In 1936, the contract for the new Bank of China building in the Bund was up for grabs and the competition was intense. Paul not only helped DKK secure this important contract but managed to help generate over $500,000 in profits.
As the Sino-Japanese War erupted in 1937, the Shanghai construction industry went into recession but Dao Kwei Kee managed to complete two important projects – the Astor Theater in 1939 and Majestic Theater in 1940 under the supervision of Paul. Although Dao was very fond of Paul, his intention was to have his two sons take over his business so in 1946, Paul struck out on his own with a number of DKK staff including A.J. Sze (史濟樵) to start Paul Y Construction Co. Thanks to Paul’s business acumen, Paul Y completed a number of high profile projects in Shanghai including the Lunghwa Airport, Stock Exchange Building, Jewish Club and the Shen Hsin No 3 Mill in Wuxi before moving to HK in 1949.
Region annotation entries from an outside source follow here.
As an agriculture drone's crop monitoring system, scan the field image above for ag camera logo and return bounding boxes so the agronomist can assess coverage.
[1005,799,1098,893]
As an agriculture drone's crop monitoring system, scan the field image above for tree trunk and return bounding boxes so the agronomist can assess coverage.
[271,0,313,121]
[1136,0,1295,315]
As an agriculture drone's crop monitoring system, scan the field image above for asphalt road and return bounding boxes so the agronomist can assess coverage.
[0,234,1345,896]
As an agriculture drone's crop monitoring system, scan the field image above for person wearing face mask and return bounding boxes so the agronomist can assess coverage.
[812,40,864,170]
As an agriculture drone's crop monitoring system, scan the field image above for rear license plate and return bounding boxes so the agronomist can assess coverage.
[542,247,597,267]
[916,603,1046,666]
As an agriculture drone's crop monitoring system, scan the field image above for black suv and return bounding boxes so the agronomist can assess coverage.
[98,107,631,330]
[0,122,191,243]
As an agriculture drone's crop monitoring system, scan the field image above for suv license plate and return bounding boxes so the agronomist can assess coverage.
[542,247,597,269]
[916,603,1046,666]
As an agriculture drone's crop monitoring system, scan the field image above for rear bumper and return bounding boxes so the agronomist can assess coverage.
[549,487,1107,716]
Left: Full page portrait of Paul Tso as vice chairman of HKBCA in 1964 (HKBCA Annual Report) Right: Paul Tso (first from the right) with Bishop Bianchi (left) and Professor Gordon Brown (center) at the opening ceremony of Wah Yan College Hong Kong in 1955. (Source: Wah Yan College)
It did not take long for Paul Y to establish itself as a serious player in the HK construction industry. In 1953, Paul Y. opened its Singapore office where in 1956 it completed the 650 meter Merdeka Bridge. Back in Hong Kong it began to take on government projects, including the Central Government Office building in 1955.
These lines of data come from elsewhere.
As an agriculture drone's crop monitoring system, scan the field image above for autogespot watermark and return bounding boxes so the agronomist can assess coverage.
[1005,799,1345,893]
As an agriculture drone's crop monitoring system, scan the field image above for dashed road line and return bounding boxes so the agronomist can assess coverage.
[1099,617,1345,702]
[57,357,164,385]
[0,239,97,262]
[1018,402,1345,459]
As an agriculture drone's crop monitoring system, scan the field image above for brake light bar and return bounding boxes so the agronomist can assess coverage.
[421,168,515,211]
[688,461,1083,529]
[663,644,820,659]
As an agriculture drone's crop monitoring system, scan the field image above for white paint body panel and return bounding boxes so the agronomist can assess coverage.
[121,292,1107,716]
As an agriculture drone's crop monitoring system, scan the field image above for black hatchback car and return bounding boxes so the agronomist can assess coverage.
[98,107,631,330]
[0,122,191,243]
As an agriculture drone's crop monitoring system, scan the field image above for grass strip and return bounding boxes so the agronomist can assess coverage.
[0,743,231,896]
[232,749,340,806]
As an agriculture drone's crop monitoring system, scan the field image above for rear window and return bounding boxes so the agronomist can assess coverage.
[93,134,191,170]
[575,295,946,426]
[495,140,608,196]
In 1957, Paul Tso became a UK citizen and the first Shanghainese board member of the HK Building Contractors Association. In 1960, Lily Tso bought a large plot of land in Repulse Bay from the toy trader and physician PW Chiu and commissioned Luke Him-sau, who had worked with the family on the Bank of China building in the Bund during the Shanghai days, to design a 14 story residential tower – this became the Repulse Bay Towers which was opened in 1964.
Ad for Paul Y’s Hilltop development on Tin Hau Temple Road in 1964 (WKYP, 1964-3-29)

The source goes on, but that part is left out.